Londrina – O atendimento à população de rua deixou de ser responsabilidade exclusiva da Secretaria de Assistência Social em Londrina. O município terá um Comitê Intersetorial, formado por vários órgãos e pela sociedade civil, como prevê o decreto de Política Municipal para a População em Situação de Rua, assinado ontem pelo Executivo.
A secretária de Assistência Social, Télcia Lamônica, explicou que nos próximos dias a equipe vai elaborar um plano de ação para envolver várias secretarias municipais (Trabalho, Educação, Defesa Social, entre outros), Movimento Nacional da População em Situação de Rua, Ministério Público, Centro de Direitos Humanos, instituições de acolhimento e movimentos pastorais.
"Vamos trabalhar neste grande plano de ação para ampliar os serviços e garantir mais dignidade aos moradores de rua. No primeiro semestre do próximo ano já será possível notar melhorias", prevê. Segundo ela, a institucionalização do atendimento vai garantir o comprometimento e união dos esforços. Segundo Télcia, o maior benefício é a continuidade dos trabalhos. "É uma garantia que a alternância de governo não implicará em um retrocesso para esta política pública".
A secretaria garantiu que o projeto de construção de uma sede para o Centro POP, que faz o atendimento aos moradores de rua, será prioridade. "Se tudo der certo, até o final do ano pretendemos assinar uma ordem de serviço de uma unidade modelo no país", adiantou.
O comitê será responsável por colocar em prática as ações da Política Municipal, como elaborar as metas, objetivos, responsabilidades e orçamentos para as áreas de políticas públicas desenvolvidas; intervir para assegurar o acesso aos serviços, programas, projetos e benefícios que integram as políticas públicas, entre outros.
Milton Santana Filho, coordenador do Movimento Nacional da População em Situação de Rua, comemorou a assinatura do documento. "É uma avanço significativo. Nossas cobranças eram sempre destinadas apenas à Assistência Social. A partir de hoje, todos têm esse compromisso com a população de rua", frisou.
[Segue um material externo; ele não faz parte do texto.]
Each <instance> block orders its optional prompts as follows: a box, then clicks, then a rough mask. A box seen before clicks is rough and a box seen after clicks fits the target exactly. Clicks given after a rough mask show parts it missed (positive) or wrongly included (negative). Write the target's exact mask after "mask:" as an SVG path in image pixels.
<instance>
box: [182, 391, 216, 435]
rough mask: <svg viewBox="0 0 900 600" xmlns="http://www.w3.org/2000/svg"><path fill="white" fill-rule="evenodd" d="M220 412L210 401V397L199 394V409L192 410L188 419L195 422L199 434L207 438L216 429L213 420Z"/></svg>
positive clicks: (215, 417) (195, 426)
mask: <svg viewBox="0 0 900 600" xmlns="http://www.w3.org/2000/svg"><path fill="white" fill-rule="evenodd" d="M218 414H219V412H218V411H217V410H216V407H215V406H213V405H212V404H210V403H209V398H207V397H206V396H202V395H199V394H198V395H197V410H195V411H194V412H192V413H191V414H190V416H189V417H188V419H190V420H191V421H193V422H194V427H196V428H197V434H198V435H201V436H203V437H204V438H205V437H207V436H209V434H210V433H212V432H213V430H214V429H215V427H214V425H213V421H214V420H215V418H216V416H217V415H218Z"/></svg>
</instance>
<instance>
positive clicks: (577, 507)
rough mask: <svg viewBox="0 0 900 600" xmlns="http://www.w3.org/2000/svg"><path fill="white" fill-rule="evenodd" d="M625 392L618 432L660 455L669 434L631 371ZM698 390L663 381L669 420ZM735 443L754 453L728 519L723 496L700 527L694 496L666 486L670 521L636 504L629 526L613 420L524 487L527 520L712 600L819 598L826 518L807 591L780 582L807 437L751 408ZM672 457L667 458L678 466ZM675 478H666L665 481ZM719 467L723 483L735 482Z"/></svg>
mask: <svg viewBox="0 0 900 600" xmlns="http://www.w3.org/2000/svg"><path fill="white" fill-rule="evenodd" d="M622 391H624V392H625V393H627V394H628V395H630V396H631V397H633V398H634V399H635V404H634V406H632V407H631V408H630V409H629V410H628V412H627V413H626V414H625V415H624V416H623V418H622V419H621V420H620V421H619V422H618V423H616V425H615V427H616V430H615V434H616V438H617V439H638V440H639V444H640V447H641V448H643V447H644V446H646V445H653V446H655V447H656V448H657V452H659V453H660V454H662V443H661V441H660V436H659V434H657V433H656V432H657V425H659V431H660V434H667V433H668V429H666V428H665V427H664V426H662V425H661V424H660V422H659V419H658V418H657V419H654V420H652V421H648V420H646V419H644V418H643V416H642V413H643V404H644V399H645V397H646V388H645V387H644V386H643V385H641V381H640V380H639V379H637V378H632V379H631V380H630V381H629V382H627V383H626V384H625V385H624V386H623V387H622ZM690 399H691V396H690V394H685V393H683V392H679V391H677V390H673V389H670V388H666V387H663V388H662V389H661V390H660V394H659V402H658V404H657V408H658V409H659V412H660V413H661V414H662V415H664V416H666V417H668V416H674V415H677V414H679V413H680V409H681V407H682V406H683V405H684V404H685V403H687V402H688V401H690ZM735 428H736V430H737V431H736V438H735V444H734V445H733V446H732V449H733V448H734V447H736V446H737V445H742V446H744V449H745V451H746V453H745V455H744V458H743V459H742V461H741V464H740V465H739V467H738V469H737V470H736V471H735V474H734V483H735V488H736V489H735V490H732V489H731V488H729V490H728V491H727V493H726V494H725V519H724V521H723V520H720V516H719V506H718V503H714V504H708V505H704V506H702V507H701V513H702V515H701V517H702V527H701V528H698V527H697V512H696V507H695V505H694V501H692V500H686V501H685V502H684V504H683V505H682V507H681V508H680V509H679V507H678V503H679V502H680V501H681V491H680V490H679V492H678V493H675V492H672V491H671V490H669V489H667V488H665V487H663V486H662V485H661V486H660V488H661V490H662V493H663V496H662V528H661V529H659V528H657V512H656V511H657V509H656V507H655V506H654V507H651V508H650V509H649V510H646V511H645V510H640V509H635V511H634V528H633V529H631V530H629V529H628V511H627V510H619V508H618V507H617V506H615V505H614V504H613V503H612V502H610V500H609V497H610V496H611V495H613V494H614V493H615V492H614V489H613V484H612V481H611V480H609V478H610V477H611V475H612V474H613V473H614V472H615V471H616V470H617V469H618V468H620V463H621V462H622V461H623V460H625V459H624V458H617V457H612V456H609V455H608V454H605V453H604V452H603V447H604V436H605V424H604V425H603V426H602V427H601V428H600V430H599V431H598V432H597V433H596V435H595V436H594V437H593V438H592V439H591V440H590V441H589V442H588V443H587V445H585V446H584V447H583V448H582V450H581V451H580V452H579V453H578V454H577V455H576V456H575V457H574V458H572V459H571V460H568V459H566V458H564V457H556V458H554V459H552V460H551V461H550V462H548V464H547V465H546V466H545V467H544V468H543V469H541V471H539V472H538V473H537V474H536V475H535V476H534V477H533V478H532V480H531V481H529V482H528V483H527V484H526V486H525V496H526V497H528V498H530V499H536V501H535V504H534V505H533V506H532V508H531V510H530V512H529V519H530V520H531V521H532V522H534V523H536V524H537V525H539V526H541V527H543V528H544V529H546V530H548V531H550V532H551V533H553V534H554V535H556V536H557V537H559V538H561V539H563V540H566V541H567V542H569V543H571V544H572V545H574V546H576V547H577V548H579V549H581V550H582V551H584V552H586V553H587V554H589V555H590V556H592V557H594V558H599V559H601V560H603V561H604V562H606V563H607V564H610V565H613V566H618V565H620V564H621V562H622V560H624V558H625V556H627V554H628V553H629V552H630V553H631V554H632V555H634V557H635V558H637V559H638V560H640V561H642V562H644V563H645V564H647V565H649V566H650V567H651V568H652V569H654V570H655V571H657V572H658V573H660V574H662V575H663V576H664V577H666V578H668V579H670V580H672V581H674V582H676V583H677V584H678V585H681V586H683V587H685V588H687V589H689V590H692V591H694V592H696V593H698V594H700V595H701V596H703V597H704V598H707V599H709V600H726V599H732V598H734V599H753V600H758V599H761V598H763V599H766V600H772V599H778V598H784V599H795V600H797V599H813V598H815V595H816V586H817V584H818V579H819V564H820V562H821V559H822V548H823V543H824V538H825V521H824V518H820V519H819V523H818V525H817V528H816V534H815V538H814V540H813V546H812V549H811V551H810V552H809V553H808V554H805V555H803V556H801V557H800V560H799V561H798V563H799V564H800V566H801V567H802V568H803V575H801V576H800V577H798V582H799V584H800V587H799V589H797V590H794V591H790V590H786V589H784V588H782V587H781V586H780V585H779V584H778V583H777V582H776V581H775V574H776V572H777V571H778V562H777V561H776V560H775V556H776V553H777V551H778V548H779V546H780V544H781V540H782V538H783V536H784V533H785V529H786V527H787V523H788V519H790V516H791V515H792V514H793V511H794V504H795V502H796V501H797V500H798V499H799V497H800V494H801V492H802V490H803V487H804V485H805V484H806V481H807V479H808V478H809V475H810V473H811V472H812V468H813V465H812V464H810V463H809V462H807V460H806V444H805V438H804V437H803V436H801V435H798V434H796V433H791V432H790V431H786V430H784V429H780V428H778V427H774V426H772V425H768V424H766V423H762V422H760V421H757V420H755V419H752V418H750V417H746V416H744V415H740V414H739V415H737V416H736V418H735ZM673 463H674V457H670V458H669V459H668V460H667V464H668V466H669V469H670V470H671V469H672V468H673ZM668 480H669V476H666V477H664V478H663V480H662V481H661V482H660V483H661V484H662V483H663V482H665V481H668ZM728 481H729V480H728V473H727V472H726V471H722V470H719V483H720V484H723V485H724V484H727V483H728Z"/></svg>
Santana lembrou os 10 anos que passou nas ruas. "Só quem já morou na rua sabe dos problemas que enfrentamos. Hoje, começamos a ser reconhecidos como cidadãos, mas ainda falta muita coisa", cobrou, ao reivindicar a ampliação do horário de atendimento do consultório de rua.
O prefeito Alexandre Kireeff admitiu que os serviços de atendimentos de saúde, não só aos moradores de saúde, precisam de melhorias. Ao responder o agradecimento de um ex-morador de rua que ganhou uma casa, Kireeff criticou gestões populistas. "Não precisa agradecer ao prefeito, não fui eu que te deu a casa. A população tem que ter a consciência que os benefícios são frutos de um programa institucionalizado."

CIDADANIA
A coordenadora da APP Vida, Fátima Reale Prado, também destacou o momento, esperado há varias décadas. "É mais uma garantia que temos para minimizar esta invisibilidade social e promover a cidadania de forma efetiva." O promotor de Justiça dos Direitos e Garantias Constitucionais, Paulo Tavares, acredita que os serviços vão ser otimizados com a união de esforços. "É um dever de todos contribuir para amenizar a desigualdade social."